From: Welsh Fairy-Tales And Other Stories
Author/Editor: P. H. Emerson
Publisher By: D. Nutt, London, 1894
Note: This story is of its time and should be read with that in mind
In the beginning of the century, Hughes went as military substitute for a farmer’s son. He got £80, a watch, and a suit of clothes. His mother was loath to let him go, and when he joined his regiment, she followed him from Amlych to Pwlheli to try and buy him off. He would not hear of it. “Mother,” he said, “the whole of Anglesey would not keep me, I want to be off, and see the world.”

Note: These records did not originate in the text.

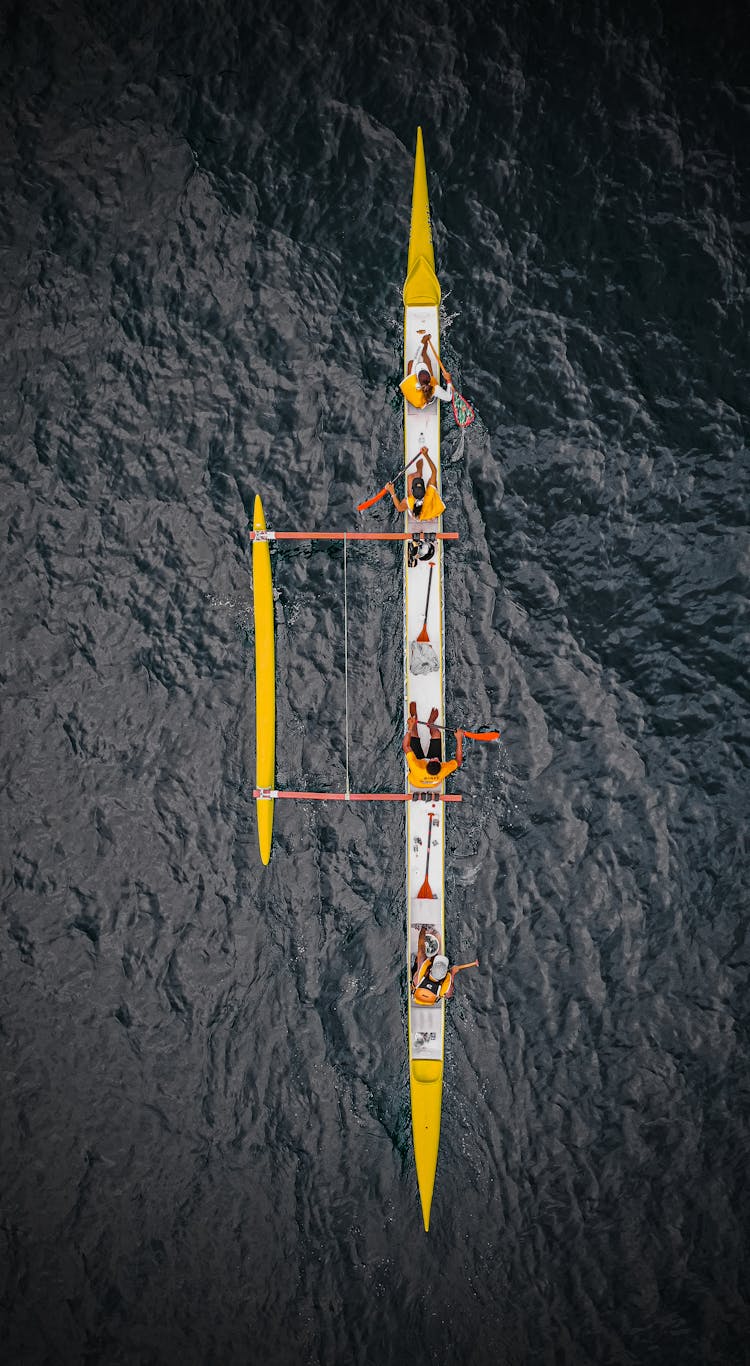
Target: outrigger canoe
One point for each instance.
(424, 686)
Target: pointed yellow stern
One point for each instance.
(426, 1103)
(421, 286)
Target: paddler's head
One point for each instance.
(439, 969)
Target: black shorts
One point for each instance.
(435, 749)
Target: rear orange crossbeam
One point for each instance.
(350, 536)
(271, 794)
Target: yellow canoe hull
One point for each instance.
(421, 284)
(265, 680)
(421, 295)
(426, 1104)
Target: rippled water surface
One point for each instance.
(205, 1135)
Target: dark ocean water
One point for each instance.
(205, 1148)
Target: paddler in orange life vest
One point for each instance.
(420, 387)
(433, 978)
(428, 769)
(422, 500)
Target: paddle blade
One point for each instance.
(370, 503)
(463, 411)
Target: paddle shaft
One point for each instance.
(470, 735)
(361, 507)
(424, 634)
(425, 891)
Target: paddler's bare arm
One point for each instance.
(433, 467)
(400, 504)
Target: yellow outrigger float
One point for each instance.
(265, 680)
(422, 608)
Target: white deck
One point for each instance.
(426, 689)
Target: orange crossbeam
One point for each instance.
(271, 794)
(349, 536)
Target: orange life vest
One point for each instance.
(425, 991)
(418, 775)
(432, 504)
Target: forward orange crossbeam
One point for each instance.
(271, 794)
(350, 536)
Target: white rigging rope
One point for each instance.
(346, 661)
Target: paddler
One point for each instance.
(420, 387)
(422, 500)
(433, 977)
(428, 769)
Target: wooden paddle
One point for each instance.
(425, 892)
(461, 966)
(424, 634)
(470, 735)
(370, 503)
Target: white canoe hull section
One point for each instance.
(422, 428)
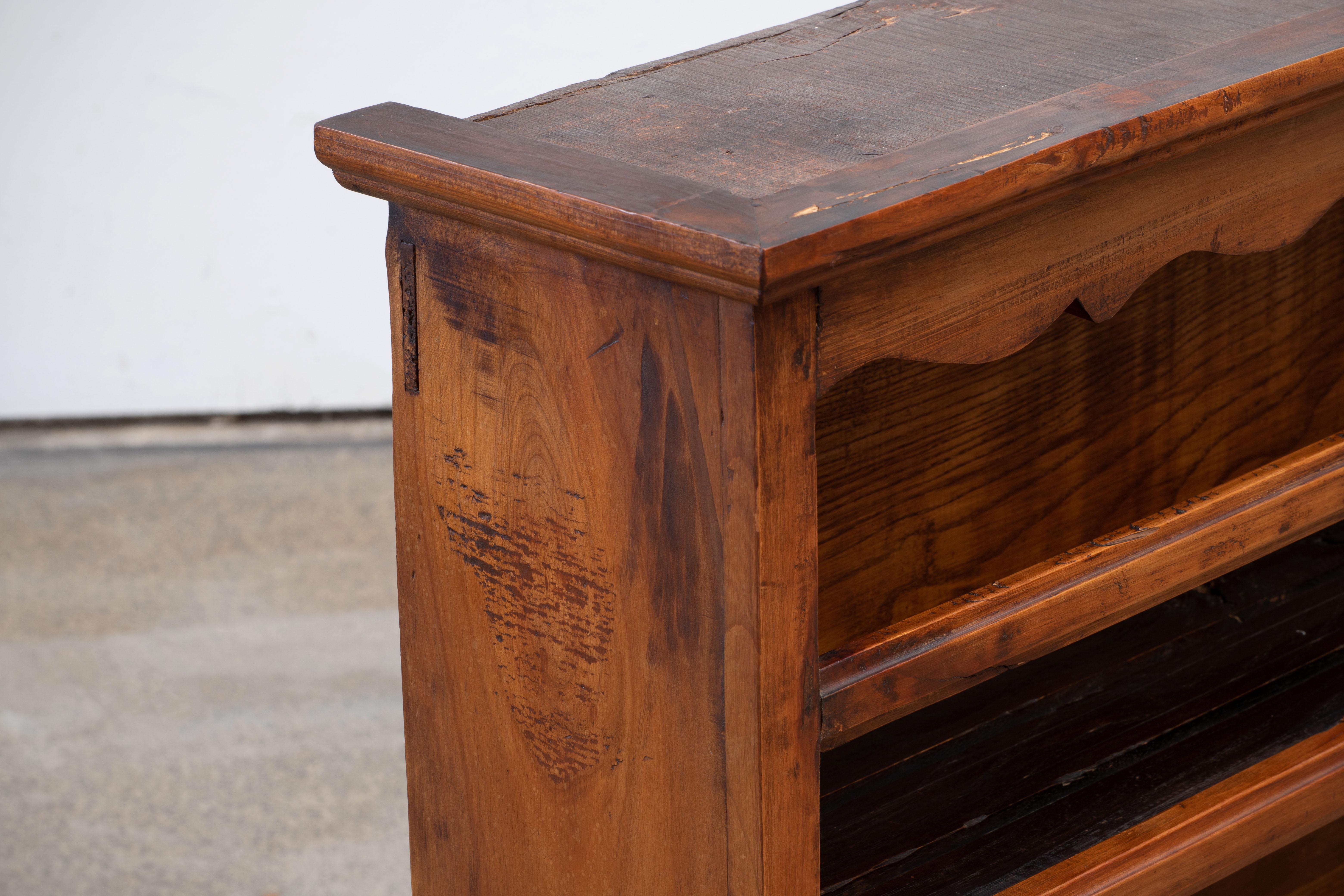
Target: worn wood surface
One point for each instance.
(787, 512)
(1216, 832)
(608, 590)
(1003, 166)
(562, 577)
(937, 479)
(605, 210)
(714, 226)
(1310, 867)
(956, 645)
(1026, 770)
(765, 112)
(992, 292)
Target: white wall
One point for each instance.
(169, 242)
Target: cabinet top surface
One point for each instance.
(771, 111)
(765, 165)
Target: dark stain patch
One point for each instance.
(484, 318)
(550, 608)
(616, 338)
(674, 515)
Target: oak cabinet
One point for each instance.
(897, 452)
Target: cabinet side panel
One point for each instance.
(562, 574)
(787, 392)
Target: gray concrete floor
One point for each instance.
(199, 678)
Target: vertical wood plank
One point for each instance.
(561, 512)
(787, 508)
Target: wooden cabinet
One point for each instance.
(897, 452)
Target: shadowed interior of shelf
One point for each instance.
(1002, 781)
(939, 479)
(1310, 867)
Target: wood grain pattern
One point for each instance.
(1062, 753)
(959, 644)
(1146, 117)
(699, 232)
(787, 510)
(988, 295)
(1216, 833)
(405, 154)
(1310, 867)
(562, 576)
(761, 114)
(940, 479)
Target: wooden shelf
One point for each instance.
(775, 348)
(1061, 756)
(1101, 582)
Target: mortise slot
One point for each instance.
(411, 322)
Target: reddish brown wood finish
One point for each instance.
(1310, 867)
(990, 293)
(605, 432)
(579, 559)
(1218, 832)
(787, 508)
(936, 479)
(951, 648)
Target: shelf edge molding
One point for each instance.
(944, 651)
(1212, 835)
(764, 249)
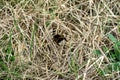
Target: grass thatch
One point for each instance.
(90, 52)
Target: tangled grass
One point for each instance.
(91, 49)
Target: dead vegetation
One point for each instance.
(27, 48)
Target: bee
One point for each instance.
(58, 38)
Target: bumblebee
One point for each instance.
(58, 38)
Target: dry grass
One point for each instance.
(27, 49)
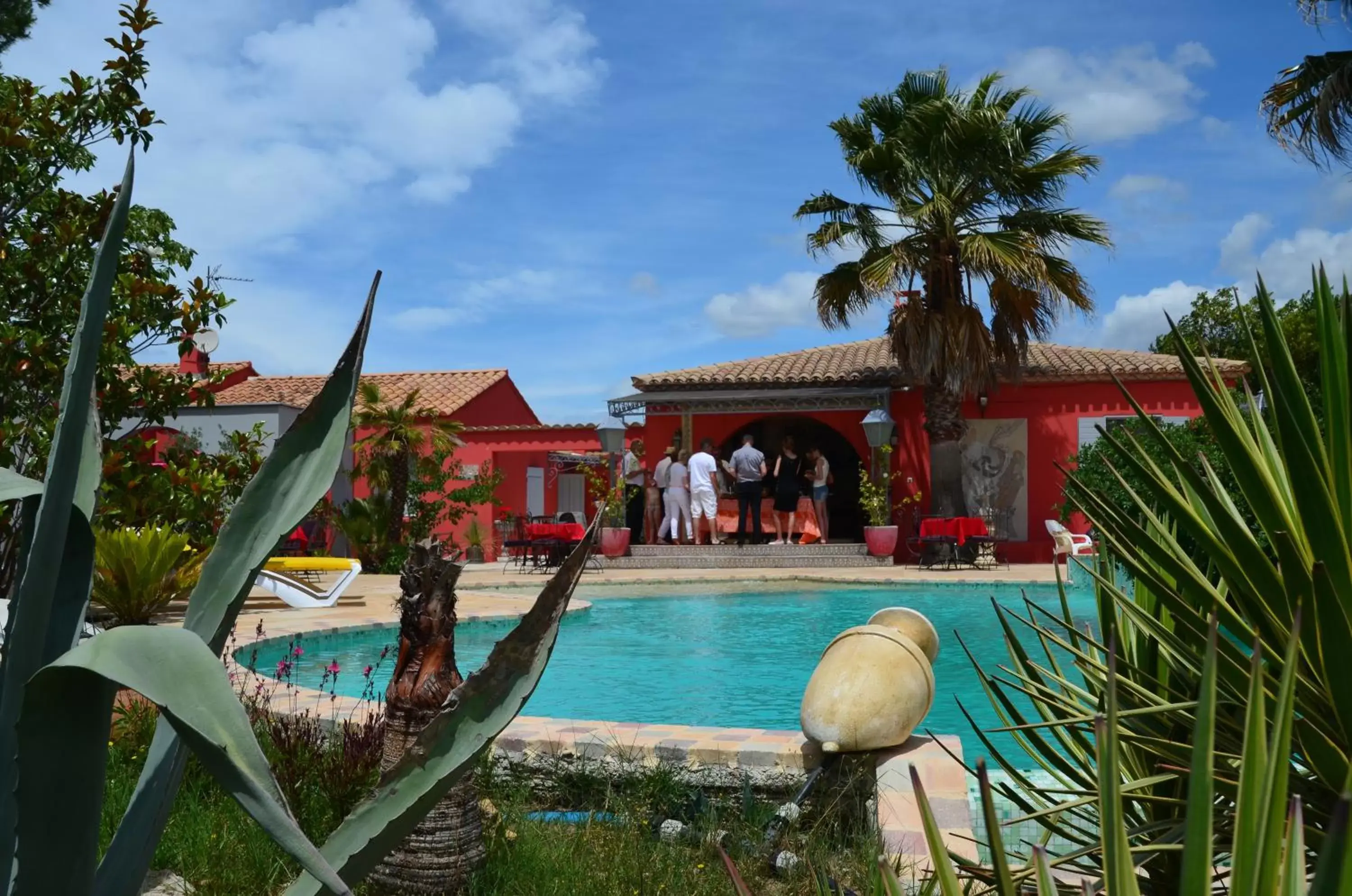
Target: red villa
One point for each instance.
(820, 397)
(540, 461)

The regiment was quartered in Edinboro’, and Hughes married the daughter of the burgess with whom he was billeted. Thence, leaving a small son, as hostage to the grandparents, they went to Ireland, and Hughes and his wife were billeted on a pork-butcher’s family in Dublin. One day, the mother of the pork-butcher, an old granny, told them she had seen the fairies.
“Last night, as I was abed, I saw a bright, bright light come in, and afterwards a troop of little angels. They danced all over my bed, and they played and sang music—oh! the sweetest music ever I heard. I lay and watched them and listened. By-and-bye the light went out and the music stopped, and I saw them no more. I regretted the music very much. But directly after another smaller light appeared, and a tall dark man came up to my bed, and with something in his hand he tapped me on the temple; it felt like some one drawing a sharp pin across my temple then he went too. In the morning my pillow was covered with blood. I thought and thought, and then I knew I had moved the pig’s trough and must have put it in the fairies’ path and the fairies were angered, and the king of the fairies had punished me for it.” She moved the trough back to its old place the next day, and received no more visits from the wee folk.